A que sabe la carne de hormiga

Esta chica se hizo un día amante de Alain Delon y aquello abrió para ella las puertas de la fama cinematográfica en Francia. Aquí la conocimos en «Nikita», cuyo remake americano anda ahora en las pantallas con Bridget Fonda en el mismo brete de dar matarife a quien haga falta. «Sangre fresca», de John Landis, es el segundo intento de promocionar mundialmente a Anne, Parillaud, y la peor película de vampiros que imaginarse pueda. La suciedad y la depravada atmósfera que definían a su personaje en «Nikita» sentaban muy bien a esta criatura de perfecto revolcón. Pera untarla de sangre los hocicos es una cretinada del peor vuelo posible, acorde con la estupidez de transformar sus ojos en un par de refulgentes esmeraldas de quincalla, como si un ejecutivo de la vieja productora Hammer se hubiera vuelto súbitamente loco y emitiera delirios desde su tumba. La dama guarda, no obstante, un buen numero de encantos. 

Pocas chicas, por ejemplo, se quitan con tanta desenvoltura como ella la guayabera en el asiento del copiloto de un coche, y pocas, también, se acoplan con tan caliente destreza entre el volante y el piloto del mismo coche. Esa secuencia es dé lo más entretenido de la película, a lo que hay que añadir lo bien que se mueve la dama debajo de una sábana, y lo estupendamente que pliega su cuerpo juncal hasta quedarse ¡como un escarabajo egipcio suculento y memorable. John Landis es un perverso. Me cuentan que la chica es bailarina, y eso aclara mucho las cosas, y explica -aunque no sirva de consuelo la escasa dimensión de sus pechitos.

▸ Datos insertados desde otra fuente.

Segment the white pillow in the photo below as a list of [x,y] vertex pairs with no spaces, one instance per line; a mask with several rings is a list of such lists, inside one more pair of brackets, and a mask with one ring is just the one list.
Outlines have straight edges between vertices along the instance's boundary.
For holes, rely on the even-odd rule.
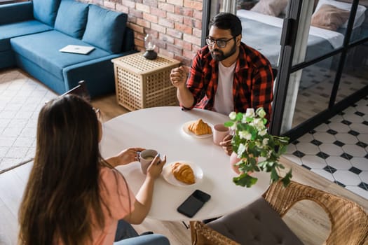
[[[339,8],[340,9],[343,9],[348,11],[350,11],[351,10],[350,4],[343,3],[342,1],[334,1],[334,0],[320,0],[318,1],[318,4],[317,4],[317,7],[315,8],[314,13],[317,13],[318,9],[323,4],[332,5],[336,8]],[[354,20],[354,25],[353,26],[353,29],[359,27],[362,24],[362,23],[364,21],[364,18],[365,18],[364,12],[366,9],[367,8],[365,8],[363,6],[361,6],[361,5],[357,6],[357,14],[355,15],[355,20]],[[343,24],[343,25],[341,26],[342,28],[346,28],[348,27],[348,20],[346,20],[346,22]]]

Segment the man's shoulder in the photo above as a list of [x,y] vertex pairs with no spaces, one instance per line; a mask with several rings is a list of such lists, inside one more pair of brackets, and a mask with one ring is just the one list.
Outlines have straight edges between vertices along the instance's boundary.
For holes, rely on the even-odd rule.
[[248,66],[256,69],[271,66],[268,59],[256,49],[242,43],[240,50]]

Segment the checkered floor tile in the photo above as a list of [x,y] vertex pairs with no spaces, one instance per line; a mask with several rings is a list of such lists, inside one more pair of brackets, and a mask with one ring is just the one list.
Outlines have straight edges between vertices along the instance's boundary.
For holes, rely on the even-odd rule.
[[292,142],[285,157],[368,199],[368,97]]

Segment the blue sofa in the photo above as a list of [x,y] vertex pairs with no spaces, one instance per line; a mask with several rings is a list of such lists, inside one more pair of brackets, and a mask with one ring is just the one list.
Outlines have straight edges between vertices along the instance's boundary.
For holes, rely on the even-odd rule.
[[[84,80],[91,97],[115,89],[111,59],[137,52],[128,15],[74,0],[0,6],[0,69],[18,66],[58,94]],[[60,52],[95,47],[88,55]]]

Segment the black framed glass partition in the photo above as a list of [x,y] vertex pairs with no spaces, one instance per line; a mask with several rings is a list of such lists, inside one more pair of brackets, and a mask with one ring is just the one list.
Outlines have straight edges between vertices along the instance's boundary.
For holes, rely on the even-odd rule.
[[233,4],[242,41],[278,69],[269,130],[293,139],[368,94],[368,1],[289,0],[271,13],[262,1],[205,0],[203,38],[210,18]]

La longitud de sus muslos, empero, es de cariátide, y sus tobillos están bastante cerca del diámetro exquisito. Su cráneo es suntuoso en el sentido de que goza de una calavera estupendamente hecha, incluso con ese aire de desconcertante seducción que tienen algunas peculiares calaveras y que consiste, fundamentalmente, en una tendencia a la arquitectura himenóptera. Se trata de un misterioso encanto de enigmática dimensión que quizá tiene mucho que ver con los oscuros designios de la mantis religiosa (aunque mencionar a la mantis religiosa a estas alturas entrañe algo de cursilería). La carne de esa osamenta es extraordinaria en los labios, de comisura huidiza, y en la majestuosa holgura de los ojos, donde la extensa curva del parpado superior, la perfección parisina de las pestañas, la húmeda temperatura de la mirada y un lunar en la sien, consiguen el perdón para una actriz a la que le falta un prolongado hervor.